Le Regioni e Province autonome pianificano le attività di riutilizzo individuando gli impianti di depurazione esistenti che possono essere destinati alla produzione di acqua affinata, sulla base di una valutazione costi-benefici. Nel fare questo devono tenere conto non solo della quantità di acqua prodotta dall'impianto rispetto al volume irriguo necessario, ma della potenziale compatibilità tra classe di qualità legata al livello tecnologico dell'impianto e i fabbisogni irrigui sito specifici. Va poi considerata come situazione al contorno la presenza di un ente adatto alla distribuzione del refluo affinato almeno a livello sovracomunale come possono essere gli enti di bonifica ed irrigui oltre che la presenza di una rete di distribuzione o degli investimenti necessari a realizzarla.
Ai fini della programmazione degli interventi è necessario, pertanto, disporre ed intersecare dati di diversa natura. Tale tipologia di indagine rientra tra gli obiettivi del progetto SMACC del CREA PB, affidato da parte del MASAF, e che prevede una specifica attività di ricerca e supporto istituzionale sul riuso irriguo di reflui urbani affinati. Tra gli obiettivi del progetto vi è con lo scopo allo scopo di supportare la programmazione del riutilizzo irriguo di acque affinate, in applicazione del Reg. (UE) 741/2020, e definire le priorità di investimento.
L'approccio metodologico applicato si basa sull'incrocio di informazioni provenienti da diverse fonti disponibili presso il CREA e altri enti e istituzioni nazionali, di modo da garantire la replicabilità del metodo sull'intero territorio nazionale.
Alla valutazione dei fabbisogni irrigui sito specifici dal punto di vista quantitativo è stata affiancata una valutazione qualitativa confrontando il livello tecnologico dell'impianto di depurazione e la caratterizzazione agronomica dell'area agricola servita, indagando le colture presenti e metodi irrigui utilizzati. Dirimente è anche la presenza di reti irrigue adatte alla distribuzione del refluo.
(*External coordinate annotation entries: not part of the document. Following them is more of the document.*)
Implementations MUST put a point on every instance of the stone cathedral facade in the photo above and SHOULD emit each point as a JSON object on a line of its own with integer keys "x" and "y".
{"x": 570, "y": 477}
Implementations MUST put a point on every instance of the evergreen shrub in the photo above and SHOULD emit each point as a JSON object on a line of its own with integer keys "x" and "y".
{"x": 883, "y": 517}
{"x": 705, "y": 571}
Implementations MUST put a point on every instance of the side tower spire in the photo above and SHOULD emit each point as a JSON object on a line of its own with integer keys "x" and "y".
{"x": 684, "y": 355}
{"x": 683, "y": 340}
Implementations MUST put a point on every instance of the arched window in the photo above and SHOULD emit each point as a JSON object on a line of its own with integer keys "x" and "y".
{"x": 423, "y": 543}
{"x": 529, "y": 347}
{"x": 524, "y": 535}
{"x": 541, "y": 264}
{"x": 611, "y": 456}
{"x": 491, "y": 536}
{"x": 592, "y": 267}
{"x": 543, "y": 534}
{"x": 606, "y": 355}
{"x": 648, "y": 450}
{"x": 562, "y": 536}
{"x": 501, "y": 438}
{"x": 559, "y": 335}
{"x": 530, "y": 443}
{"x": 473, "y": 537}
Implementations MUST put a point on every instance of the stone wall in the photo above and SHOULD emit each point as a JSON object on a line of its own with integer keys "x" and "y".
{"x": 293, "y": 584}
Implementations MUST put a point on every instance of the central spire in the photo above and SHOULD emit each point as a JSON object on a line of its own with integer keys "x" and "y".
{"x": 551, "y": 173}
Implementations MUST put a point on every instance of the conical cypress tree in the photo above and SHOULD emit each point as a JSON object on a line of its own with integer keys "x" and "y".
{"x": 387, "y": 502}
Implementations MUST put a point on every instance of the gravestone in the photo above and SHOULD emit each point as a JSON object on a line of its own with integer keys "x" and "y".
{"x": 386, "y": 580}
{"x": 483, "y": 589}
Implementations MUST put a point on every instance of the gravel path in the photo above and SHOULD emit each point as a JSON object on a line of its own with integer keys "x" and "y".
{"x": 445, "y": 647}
Una prima analisi, presentata ad Ecomondo, è stata applicata al caso studio del depuratore di Olbia da cui vengono convogliate acque reflue trattate per irrigare i distretti irrigui limitrofi attraverso una infrastruttura irrigua per la quale è presente in DANIA un progetto di potenziamento.
Dal punto di vista quantitativo, secondo le informazioni delle banche dati SIGRIAN e DANIA, le acque veicolate dall'infrastruttura in progetto sono sufficienti a soddisfare il 90% del fabbisogno irriguo dell'area agricola servita [7]. Anche sotto il profilo qualitativo, l'analisi applicata restituisce potenziale compatibilità (fig. 3) [8].
Pur dovendo verificare l'entità dei parametri microbiologici e chimico-fisici richiesti dal Regolamento per la verifica delle "prescrizioni di qualità", la valutazione applicata consente di orientare la successiva analisi del rischio, molto complessa da attuare, nei casi di effettiva potenzialità di riutilizzo.
La metodologia proposta, laddove applicata a contesti territoriali sul livello regionale o sub regionale, è utile ad orientare la programmazione del riuso e la successiva verifica di dettaglio delle prescrizioni di qualità e della fattibilità tecnico-economica del riuso. A seconda dei risultati, è possibile comprendere dove il riuso è già praticabile, dove è fattibile solo dopo investimenti e, nel caso, definire l'ambito di investimento, ovvero se potenziare il depuratore (producendo un'acqua di classe più elevata) oppure modificare il metodo irriguo.